Richard Pike Bissell
Richard Pike Bissell (Dubuque, Iowa, June 27, 1913 – May 4, 1977) was an American author of short stories and novels. His third book, and second novel, 7½ Cents, was adapted into the Broadway musical The Pajama Game. This won him (along with co-author George Abbott) the 1955 Tony Award for Best Musical. He wrote a book about the experience called Say, Darling, which chronicled the ins and outs of a broadway musical production and featured characters based on those (such as Harold Prince) he worked with; this book was also turned into a musical, also called Say, Darling, in 1958.
He wrote a memoir of his experiences at Harvard, You Can Always Tell a Harvard Man (McGraw Hill, 1965). He worked on a freighter on the American Export Business Lines and riverboats, served as vice president at a Dubuque clothing manufacturer which had been bought by his great-grandfather (who worked his way from the bottom to the top of the company in a true Horatio Alger kind of story). He also lived for several years and raised his children in Rowayton, Connecticut. A member of The Lambs (1956).
Bissell wrote works about his experiences on the river that had some critics comparing him to Mark Twain, and 7½ Cents was based on his experiences in the garment industry. Bissell wrote 7½ Cents while he was the vice-president of his family's pajama factory located in Dubuque, Iowa. 
- A Stretch on the River (1950)
- The Monongahela (1952)
- 7½ Cents (1953)
- High Water (1954)
- Say, Darling (1959)
- Good Bye, Ava (1960)
- You Can Always Tell a Harvard Man (1962)
- Still Circling Moose Jaw (1965)
- How Many Miles to Galena? (1968)
- Julia Harrington, Winnebago, Iowa (1969)
- My Life on the Mississippi, or Why I Am Not Mark Twain (1973)

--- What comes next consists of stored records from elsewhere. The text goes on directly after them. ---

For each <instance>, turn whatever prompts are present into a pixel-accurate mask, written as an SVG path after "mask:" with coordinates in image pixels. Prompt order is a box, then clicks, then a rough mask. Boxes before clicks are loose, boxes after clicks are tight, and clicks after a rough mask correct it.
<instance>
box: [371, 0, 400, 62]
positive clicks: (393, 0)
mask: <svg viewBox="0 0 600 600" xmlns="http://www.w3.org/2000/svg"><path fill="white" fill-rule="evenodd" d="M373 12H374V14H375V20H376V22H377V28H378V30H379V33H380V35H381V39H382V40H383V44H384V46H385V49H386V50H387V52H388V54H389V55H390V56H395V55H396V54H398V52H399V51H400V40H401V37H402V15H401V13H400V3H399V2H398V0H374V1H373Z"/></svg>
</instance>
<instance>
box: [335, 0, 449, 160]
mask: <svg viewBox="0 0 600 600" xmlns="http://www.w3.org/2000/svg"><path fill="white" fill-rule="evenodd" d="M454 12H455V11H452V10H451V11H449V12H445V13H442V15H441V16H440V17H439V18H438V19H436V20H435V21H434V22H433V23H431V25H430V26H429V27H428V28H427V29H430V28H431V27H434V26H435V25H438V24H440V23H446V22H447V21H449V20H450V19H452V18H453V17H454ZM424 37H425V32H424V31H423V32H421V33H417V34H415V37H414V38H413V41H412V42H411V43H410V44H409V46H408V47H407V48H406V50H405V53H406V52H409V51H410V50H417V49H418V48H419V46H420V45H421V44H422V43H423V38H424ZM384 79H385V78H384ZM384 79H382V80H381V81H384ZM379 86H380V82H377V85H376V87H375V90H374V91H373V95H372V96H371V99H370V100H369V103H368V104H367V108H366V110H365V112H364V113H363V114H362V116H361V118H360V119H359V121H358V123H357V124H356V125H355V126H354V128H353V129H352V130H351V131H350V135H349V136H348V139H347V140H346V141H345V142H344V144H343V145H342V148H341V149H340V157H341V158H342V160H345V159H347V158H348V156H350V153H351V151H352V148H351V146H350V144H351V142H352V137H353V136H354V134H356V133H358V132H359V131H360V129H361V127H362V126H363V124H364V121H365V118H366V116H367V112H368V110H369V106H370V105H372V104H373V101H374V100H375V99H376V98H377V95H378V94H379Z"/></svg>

- New Light on 1776 and All That (1975)
In 2008 Elmore Leonard cited Richard Bissell as a major influence in formation of his style because he felt Bissell could be naturally funny:
Once I realized he (Ernest Hemingway) doesn't have much of a sense of humor, at least he doesn't show it in his books then I had to find someone else. And there was a writer by the name of Richard Bissell and Bissell wrote 7½ Cents which became The Pajama Game and wrote books set on the Mississippi river where he was a pilot, a towboat pilot I don't know for how long. Then he wrote about five books and he had such a natural style. There was humor on his towboat guys' talk, but it was never forced. He wasn't trying to be funny. That was the main point. I thought that's the way to do it. That's the way.